As negociações de Paris não podem sozinhas reduzir as emissões globais de poluentes porque as mudanças necessárias são muito grandes. Como as emissões de gases de efeito estufa emanam da maioria das atividades humanas, reduzi-las a zero exigirá uma transformação radical do nosso modo de vida. A maneira como geramos e consumimos energia, os meios de transportes, modos de construção e habitação, fabricação, produção agrícola e outros setores da economia global precisarão passar por uma quebra de paradigmas.
Deter a mudança climática vai exigir inovação no nível local – portanto as grandes metrópoles passarão a ter cada vez mais relevância nesse debate. Veremos um processo de baixo para cima de experimentação e mudanças tecnológicas, governança e normas. Um progresso gradativo e significativo está ocorrendo em todas estas áreas. No que tange à tecnologia, o custo da energia a partir de fontes renováveis, como a eólica e a fotovoltaica, vem caindo significativamente na última década e ganhando espaço considerável em países como Dinamarca, Suécia, EUA e Alemanha. Os “smart grids” são apenas um exemplo de como as empresas de energia buscarão novos modelos de negócios nessa área.
Os carros elétricos estão no mercado. Há também uma forte tendência em buscar outras formas de locomoção nos centros urbanos, visando reduzir os impactos dos combustíveis fósseis. Além disso, muitos países já estudam medidas e ações para um futuro sistema global de preços do carbono relacionando-os a seus esforços locais.

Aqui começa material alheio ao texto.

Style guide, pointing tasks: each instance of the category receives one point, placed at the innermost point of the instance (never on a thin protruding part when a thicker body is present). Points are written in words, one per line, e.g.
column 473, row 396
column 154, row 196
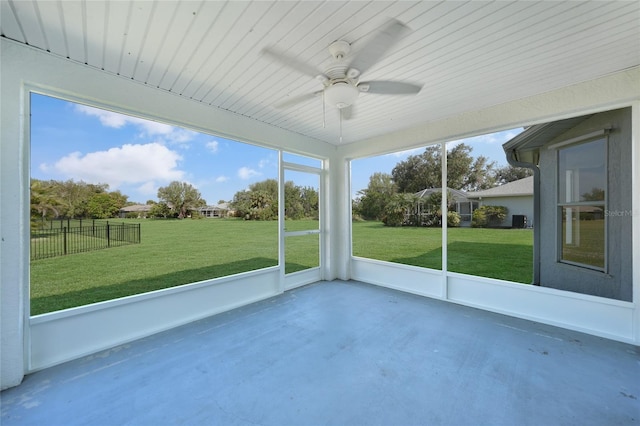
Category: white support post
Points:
column 444, row 211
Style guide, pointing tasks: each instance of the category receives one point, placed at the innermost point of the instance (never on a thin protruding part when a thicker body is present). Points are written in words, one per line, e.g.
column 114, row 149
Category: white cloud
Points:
column 212, row 146
column 128, row 164
column 147, row 128
column 247, row 173
column 406, row 153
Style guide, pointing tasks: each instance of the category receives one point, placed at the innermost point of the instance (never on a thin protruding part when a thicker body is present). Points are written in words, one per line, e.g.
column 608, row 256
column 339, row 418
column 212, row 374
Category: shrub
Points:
column 453, row 219
column 488, row 216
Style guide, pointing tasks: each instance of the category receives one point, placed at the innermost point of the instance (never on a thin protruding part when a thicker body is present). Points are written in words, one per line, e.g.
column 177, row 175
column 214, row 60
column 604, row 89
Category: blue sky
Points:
column 136, row 156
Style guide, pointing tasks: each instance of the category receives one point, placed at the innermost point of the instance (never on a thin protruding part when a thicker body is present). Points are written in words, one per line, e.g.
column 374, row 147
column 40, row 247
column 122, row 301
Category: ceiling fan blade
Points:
column 287, row 103
column 378, row 45
column 389, row 88
column 292, row 62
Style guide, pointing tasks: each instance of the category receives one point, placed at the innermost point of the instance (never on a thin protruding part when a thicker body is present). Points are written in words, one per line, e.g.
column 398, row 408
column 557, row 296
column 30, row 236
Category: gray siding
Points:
column 616, row 282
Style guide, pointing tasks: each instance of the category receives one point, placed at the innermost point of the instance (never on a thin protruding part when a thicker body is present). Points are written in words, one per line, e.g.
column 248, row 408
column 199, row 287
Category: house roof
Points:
column 521, row 187
column 525, row 146
column 136, row 208
column 466, row 55
column 222, row 206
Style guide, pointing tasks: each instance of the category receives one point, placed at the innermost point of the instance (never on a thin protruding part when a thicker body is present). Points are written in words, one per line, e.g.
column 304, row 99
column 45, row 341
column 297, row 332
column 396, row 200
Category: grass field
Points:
column 505, row 254
column 176, row 252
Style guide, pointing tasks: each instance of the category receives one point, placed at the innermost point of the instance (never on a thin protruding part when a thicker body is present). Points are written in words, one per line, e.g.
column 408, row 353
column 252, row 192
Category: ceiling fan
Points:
column 341, row 79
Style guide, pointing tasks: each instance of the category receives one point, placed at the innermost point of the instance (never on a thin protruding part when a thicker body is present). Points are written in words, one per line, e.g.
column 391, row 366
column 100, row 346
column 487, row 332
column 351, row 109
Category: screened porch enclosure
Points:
column 348, row 339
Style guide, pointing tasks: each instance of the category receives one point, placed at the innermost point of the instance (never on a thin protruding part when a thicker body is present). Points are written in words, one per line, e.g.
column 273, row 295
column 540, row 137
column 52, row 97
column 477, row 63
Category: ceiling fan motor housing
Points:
column 341, row 94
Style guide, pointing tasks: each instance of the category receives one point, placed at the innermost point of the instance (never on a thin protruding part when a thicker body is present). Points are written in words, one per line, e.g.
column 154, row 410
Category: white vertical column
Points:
column 444, row 209
column 281, row 222
column 635, row 218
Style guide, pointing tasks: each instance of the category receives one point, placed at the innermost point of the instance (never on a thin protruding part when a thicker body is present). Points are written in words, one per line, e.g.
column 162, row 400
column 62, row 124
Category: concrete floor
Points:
column 342, row 353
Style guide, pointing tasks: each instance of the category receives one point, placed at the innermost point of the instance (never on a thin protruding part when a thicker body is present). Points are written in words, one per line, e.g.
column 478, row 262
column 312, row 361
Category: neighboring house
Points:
column 464, row 206
column 141, row 209
column 583, row 207
column 516, row 196
column 220, row 210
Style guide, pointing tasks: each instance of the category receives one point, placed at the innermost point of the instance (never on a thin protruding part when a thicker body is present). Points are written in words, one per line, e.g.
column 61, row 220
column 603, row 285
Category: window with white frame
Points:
column 582, row 198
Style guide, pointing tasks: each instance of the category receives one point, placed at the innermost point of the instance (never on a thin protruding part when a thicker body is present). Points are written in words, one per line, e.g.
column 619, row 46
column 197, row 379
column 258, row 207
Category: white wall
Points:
column 515, row 205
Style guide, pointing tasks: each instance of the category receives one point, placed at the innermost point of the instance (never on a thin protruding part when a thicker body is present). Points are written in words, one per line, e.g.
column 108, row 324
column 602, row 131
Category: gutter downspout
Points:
column 512, row 158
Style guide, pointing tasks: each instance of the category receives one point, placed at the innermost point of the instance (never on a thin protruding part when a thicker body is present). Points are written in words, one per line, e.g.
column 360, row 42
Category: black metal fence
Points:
column 77, row 236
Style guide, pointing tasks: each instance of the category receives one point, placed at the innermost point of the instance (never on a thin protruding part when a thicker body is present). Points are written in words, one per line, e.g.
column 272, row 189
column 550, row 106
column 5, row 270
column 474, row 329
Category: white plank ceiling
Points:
column 467, row 55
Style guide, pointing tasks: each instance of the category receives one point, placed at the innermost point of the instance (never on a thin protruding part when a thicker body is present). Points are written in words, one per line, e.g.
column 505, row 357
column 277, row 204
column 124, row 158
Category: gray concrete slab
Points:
column 342, row 353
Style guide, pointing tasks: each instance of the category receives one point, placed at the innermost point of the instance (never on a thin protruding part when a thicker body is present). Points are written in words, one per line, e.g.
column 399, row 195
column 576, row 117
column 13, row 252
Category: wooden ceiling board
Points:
column 10, row 25
column 467, row 55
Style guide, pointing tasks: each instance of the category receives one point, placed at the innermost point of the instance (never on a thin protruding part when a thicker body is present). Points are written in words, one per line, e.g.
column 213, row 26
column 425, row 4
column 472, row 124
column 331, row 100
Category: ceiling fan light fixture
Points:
column 341, row 94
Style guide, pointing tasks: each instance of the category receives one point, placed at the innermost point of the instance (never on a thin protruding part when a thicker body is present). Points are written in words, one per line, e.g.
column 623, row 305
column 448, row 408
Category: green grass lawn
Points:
column 494, row 253
column 177, row 252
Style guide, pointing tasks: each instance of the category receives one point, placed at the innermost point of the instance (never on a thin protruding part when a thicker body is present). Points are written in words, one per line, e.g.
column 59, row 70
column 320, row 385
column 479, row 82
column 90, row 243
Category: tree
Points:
column 104, row 205
column 181, row 197
column 374, row 199
column 464, row 172
column 509, row 173
column 45, row 202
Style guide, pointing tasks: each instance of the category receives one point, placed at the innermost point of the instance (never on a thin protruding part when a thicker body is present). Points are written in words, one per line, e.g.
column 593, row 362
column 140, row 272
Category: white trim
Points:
column 635, row 219
column 582, row 138
column 62, row 336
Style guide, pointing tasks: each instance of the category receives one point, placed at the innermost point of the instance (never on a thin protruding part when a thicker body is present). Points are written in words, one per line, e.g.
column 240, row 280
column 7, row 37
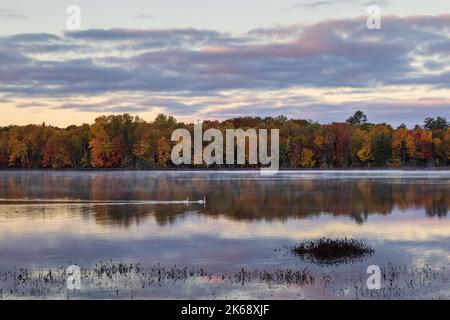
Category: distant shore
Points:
column 444, row 168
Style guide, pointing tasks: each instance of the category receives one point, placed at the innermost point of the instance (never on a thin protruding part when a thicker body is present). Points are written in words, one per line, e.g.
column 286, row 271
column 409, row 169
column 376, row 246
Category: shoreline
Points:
column 404, row 169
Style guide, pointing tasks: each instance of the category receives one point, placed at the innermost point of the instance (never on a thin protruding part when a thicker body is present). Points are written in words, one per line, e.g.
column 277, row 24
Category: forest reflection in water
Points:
column 244, row 196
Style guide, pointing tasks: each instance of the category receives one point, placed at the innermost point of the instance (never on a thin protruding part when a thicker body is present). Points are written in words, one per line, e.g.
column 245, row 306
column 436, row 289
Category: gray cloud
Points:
column 8, row 14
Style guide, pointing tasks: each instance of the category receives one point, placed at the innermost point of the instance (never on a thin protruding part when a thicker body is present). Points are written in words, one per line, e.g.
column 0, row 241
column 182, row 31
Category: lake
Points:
column 131, row 241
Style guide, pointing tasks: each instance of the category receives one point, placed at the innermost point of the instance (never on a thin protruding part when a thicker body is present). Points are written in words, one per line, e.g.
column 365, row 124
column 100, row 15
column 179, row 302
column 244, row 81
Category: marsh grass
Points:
column 326, row 251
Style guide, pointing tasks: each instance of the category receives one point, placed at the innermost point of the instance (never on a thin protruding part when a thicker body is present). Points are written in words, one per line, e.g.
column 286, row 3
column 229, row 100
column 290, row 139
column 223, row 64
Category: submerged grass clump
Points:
column 332, row 251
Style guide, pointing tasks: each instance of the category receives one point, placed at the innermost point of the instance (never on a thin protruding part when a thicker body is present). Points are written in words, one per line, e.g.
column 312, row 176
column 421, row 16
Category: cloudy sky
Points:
column 208, row 59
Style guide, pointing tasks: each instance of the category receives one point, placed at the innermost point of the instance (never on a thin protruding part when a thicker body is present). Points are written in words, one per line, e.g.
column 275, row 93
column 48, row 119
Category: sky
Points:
column 207, row 59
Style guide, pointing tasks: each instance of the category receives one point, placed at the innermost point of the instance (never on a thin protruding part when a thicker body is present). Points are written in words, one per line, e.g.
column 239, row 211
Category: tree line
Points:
column 124, row 141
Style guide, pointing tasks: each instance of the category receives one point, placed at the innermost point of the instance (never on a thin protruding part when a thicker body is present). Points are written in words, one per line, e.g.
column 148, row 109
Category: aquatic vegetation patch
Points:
column 332, row 251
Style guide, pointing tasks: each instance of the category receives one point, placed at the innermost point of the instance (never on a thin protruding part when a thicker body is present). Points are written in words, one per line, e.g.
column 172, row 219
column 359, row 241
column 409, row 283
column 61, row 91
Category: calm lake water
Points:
column 235, row 246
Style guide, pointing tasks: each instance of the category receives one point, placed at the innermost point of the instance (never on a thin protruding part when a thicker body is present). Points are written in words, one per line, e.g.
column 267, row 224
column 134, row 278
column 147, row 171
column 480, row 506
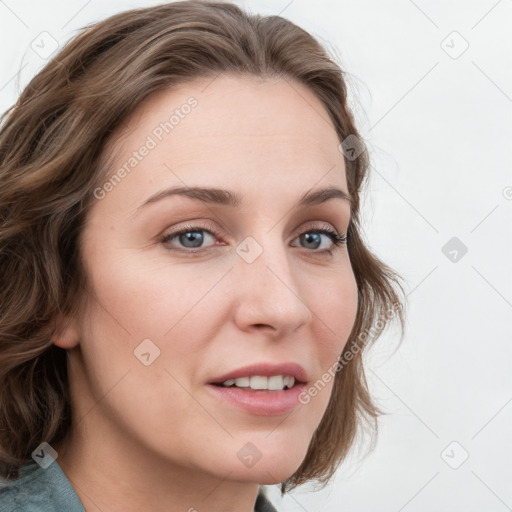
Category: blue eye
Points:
column 192, row 237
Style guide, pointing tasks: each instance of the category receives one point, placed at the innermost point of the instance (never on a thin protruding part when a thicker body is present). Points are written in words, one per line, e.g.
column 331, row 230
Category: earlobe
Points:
column 65, row 333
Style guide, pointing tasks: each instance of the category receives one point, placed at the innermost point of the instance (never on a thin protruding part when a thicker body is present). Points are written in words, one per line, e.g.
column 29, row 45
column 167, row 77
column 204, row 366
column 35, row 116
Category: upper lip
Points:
column 266, row 369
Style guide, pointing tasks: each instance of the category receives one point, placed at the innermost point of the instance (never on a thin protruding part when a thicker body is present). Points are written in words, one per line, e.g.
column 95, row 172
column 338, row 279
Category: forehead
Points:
column 251, row 133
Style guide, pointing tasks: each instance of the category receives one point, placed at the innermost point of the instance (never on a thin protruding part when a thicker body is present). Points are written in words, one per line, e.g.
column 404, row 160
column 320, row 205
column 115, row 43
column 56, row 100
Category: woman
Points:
column 186, row 293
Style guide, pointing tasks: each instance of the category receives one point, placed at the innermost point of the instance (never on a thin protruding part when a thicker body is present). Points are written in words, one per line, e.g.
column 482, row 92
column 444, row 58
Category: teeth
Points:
column 276, row 382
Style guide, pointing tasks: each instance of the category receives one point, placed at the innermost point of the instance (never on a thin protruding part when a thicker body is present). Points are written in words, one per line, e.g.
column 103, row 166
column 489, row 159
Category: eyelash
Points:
column 337, row 239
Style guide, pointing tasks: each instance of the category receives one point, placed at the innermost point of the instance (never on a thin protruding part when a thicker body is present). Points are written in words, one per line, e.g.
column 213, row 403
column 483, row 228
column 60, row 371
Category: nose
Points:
column 268, row 293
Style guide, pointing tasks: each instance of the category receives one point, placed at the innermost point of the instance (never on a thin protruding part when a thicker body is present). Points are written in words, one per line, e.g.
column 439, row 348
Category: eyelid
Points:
column 329, row 230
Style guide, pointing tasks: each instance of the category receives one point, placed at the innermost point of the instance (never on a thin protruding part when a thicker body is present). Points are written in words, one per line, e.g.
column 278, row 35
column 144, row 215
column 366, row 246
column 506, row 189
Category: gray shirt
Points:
column 49, row 490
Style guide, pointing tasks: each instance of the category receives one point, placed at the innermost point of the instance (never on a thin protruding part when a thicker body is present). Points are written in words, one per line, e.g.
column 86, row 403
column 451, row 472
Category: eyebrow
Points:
column 228, row 198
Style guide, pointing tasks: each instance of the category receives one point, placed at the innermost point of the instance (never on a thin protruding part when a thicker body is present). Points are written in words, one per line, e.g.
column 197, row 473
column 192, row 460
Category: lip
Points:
column 266, row 370
column 260, row 402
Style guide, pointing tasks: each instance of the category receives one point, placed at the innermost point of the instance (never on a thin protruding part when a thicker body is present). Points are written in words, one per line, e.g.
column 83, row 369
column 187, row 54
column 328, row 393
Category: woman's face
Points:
column 250, row 283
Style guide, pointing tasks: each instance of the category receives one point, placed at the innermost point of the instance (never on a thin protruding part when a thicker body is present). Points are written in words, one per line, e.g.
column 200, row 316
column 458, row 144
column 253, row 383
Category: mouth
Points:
column 258, row 402
column 261, row 383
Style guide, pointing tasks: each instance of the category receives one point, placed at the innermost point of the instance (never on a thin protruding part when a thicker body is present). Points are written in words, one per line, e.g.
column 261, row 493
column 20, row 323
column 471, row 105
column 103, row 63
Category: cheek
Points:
column 335, row 307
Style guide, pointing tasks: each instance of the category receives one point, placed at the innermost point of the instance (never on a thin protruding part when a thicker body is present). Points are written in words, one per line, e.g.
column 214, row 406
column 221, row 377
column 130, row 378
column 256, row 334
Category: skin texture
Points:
column 152, row 437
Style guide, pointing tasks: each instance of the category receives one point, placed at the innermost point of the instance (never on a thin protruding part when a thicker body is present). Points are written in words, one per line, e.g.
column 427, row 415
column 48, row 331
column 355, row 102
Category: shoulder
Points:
column 39, row 490
column 26, row 494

As cidades são organismos em constante mutação e tais mudanças levam tempo para serem implementadas e digeridas. Não somente as mudanças físicas, mas também as quebras de padrões culturais que afetam a vida das pessoas. Mas é preciso dar esses passos. A COP21 não foi apenas uma reunião de chefes de estado para discutir questões etéreas. Foi um debate sobre questões que têm relação direta com a qualidade de vida das cidades em que moramos.